Glenn's emphasis. Glenn wondered if Obama actually believed that what the Warren and Burger courts of the '60s and '70s, which gave us so many landmark decisions (nicely detailed by Glenn), were activist courts going against the will of the people, Congress and the framers of the Constitution, or if Obama was simply calling out movement conservatives who on the Rehnquist and Roberts courts are doing what liberals would call activism (e.g., the Citizens United decision about allowing unlimited political contributions by corporations, giving them equal status as persons under the law).

I think judicial activism is to be expected when justices are appointed by the executive branch. No president wants to put a judge on the SCOTUS who does not reflect his/her particular ideological bent. John Paul Stevens, retiring this year, was appointed by a Republican president, but he is seen as the patriarch of liberalism on the court. That didn't go well for the GOP now, did it? So getting all worked up when the court, now comprised of a majority appointed by movement conservative presidents, exercises movement conservative jurisprudence seems a waste of time. Supreme Court decisions can be invalidated by legislation. Electing presidents who do not reflect the court's bias is also a good idea, particularly when justices get old (Reagan appointee Scalia is probably going to be the first of the wingnuts to go, but he wouldn't dare leave during a Democratic administration. One can only hope that God's wonderful timing and sense of irony show up).

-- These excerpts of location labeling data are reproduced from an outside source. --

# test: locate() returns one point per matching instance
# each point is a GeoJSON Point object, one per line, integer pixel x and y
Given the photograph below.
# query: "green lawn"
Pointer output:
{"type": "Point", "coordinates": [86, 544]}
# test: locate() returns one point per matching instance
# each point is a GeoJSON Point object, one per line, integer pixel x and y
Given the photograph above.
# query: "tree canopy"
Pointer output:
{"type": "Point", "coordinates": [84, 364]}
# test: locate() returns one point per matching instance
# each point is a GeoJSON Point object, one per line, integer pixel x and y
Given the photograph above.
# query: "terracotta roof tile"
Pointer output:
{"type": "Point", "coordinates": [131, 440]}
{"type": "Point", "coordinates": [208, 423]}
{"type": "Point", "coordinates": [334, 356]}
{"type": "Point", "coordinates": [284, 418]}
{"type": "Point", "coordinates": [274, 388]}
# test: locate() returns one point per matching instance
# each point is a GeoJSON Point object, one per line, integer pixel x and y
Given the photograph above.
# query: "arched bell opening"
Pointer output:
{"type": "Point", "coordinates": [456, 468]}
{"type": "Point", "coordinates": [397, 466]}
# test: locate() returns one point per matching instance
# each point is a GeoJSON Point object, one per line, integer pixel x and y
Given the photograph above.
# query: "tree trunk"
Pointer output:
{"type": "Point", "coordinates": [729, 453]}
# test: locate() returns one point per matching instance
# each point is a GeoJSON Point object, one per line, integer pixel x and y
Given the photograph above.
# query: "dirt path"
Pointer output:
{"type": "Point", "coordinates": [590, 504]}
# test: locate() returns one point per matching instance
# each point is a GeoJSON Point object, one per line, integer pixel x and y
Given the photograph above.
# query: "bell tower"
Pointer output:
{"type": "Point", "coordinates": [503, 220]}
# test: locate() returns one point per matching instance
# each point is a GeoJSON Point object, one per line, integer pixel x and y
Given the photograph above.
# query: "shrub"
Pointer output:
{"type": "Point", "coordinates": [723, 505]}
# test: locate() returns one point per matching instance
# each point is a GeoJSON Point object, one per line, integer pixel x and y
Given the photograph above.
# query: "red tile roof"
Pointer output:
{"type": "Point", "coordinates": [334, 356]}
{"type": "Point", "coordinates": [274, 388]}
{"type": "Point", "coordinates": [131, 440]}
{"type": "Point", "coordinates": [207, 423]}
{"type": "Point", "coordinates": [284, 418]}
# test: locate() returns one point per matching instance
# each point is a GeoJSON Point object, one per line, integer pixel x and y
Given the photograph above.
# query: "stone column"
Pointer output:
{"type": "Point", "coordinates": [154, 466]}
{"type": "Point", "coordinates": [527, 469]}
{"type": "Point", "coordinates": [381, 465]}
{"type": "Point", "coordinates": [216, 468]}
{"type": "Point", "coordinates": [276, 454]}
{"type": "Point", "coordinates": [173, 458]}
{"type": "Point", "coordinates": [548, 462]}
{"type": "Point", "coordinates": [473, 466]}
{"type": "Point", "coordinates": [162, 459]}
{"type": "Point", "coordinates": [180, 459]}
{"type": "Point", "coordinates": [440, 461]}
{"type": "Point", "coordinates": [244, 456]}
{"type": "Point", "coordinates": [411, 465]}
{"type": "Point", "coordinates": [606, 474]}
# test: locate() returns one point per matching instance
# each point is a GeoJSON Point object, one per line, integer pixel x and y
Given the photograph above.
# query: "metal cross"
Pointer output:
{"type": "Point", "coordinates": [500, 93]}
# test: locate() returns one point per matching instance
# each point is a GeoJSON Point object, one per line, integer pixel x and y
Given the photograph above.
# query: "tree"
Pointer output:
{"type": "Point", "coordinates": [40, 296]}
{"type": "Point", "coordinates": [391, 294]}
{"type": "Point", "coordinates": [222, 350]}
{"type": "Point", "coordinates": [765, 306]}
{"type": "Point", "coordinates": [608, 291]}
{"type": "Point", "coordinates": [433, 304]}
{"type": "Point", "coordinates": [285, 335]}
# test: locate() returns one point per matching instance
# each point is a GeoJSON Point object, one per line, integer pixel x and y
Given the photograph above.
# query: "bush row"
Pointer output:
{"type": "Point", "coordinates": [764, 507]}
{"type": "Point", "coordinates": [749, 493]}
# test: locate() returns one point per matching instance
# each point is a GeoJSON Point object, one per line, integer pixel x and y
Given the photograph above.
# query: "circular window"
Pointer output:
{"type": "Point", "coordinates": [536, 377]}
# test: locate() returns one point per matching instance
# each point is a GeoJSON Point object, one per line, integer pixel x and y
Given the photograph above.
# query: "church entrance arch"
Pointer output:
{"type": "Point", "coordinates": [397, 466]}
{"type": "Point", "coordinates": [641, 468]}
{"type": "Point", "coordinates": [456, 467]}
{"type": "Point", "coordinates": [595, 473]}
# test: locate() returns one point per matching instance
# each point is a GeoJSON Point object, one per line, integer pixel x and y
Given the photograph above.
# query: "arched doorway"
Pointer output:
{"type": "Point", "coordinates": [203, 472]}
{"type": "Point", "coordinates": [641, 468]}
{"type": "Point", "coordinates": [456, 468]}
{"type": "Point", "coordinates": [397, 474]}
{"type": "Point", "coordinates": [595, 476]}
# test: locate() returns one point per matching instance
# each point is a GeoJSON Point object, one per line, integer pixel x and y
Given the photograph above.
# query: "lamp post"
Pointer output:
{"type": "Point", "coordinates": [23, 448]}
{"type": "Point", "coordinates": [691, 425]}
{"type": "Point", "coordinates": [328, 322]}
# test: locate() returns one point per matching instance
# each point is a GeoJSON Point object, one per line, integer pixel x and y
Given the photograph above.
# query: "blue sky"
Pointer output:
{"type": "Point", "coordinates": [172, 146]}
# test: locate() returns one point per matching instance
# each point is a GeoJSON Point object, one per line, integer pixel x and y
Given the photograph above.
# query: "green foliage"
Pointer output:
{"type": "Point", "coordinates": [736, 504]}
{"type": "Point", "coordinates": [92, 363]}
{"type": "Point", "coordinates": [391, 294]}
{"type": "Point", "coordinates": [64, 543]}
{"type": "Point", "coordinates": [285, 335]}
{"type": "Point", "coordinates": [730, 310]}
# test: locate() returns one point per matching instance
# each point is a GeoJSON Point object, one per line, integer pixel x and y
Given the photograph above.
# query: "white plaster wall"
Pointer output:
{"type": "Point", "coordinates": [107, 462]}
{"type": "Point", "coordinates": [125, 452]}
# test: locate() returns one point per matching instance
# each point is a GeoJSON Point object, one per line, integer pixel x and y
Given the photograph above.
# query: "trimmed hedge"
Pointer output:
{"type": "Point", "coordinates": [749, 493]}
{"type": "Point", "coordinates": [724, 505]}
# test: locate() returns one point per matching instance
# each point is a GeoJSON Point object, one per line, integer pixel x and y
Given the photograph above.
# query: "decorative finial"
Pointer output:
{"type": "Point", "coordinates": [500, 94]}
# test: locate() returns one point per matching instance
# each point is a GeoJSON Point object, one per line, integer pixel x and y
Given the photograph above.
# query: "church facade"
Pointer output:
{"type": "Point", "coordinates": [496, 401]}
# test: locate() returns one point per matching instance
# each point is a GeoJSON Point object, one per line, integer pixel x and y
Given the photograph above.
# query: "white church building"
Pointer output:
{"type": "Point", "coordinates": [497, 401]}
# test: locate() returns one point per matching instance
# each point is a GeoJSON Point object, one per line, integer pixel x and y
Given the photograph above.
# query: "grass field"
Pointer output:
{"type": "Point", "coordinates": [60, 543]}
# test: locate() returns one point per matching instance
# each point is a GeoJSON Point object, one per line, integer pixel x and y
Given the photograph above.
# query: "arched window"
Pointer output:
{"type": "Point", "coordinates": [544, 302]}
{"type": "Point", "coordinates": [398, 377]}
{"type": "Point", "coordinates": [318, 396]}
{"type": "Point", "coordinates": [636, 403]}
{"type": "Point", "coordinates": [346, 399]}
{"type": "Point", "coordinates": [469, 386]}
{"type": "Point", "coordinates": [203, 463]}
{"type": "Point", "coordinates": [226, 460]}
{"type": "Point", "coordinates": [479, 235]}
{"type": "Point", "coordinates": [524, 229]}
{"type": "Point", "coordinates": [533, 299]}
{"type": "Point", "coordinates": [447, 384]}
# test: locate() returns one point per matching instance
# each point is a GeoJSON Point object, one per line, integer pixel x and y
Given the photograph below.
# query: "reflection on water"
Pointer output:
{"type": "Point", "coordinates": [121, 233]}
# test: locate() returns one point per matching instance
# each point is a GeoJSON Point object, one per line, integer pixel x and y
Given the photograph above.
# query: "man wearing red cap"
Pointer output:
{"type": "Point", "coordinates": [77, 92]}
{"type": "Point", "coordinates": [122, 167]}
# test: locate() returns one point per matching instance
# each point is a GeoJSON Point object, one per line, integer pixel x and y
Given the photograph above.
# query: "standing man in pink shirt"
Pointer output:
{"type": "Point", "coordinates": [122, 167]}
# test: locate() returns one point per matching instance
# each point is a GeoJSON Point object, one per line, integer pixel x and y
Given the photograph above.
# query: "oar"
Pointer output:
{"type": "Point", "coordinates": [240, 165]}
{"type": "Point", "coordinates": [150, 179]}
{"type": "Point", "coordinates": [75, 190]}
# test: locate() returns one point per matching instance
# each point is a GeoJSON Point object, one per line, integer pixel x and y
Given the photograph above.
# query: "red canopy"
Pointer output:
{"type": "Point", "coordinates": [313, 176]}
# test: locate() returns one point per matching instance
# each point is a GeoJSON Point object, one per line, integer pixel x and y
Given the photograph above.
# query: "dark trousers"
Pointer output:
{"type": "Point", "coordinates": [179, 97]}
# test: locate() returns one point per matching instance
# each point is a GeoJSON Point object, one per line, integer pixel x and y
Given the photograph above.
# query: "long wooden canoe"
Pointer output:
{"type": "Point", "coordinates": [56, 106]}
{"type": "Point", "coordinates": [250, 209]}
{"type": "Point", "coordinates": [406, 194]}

Glenn continues at the bottom of his piece with an update (with no relevant link) about an article which contains an unattributed quote saying reporters privately accuse the Obama team of being less transparent than they promised when campaigning for office. Glenn complains that journalists ought not to make such comments in private, but in public, if they want to call themselves journalists. True dat. Isn't that their job, to call out those in authority? But not in this real world, when access to power trumps getting at the truth.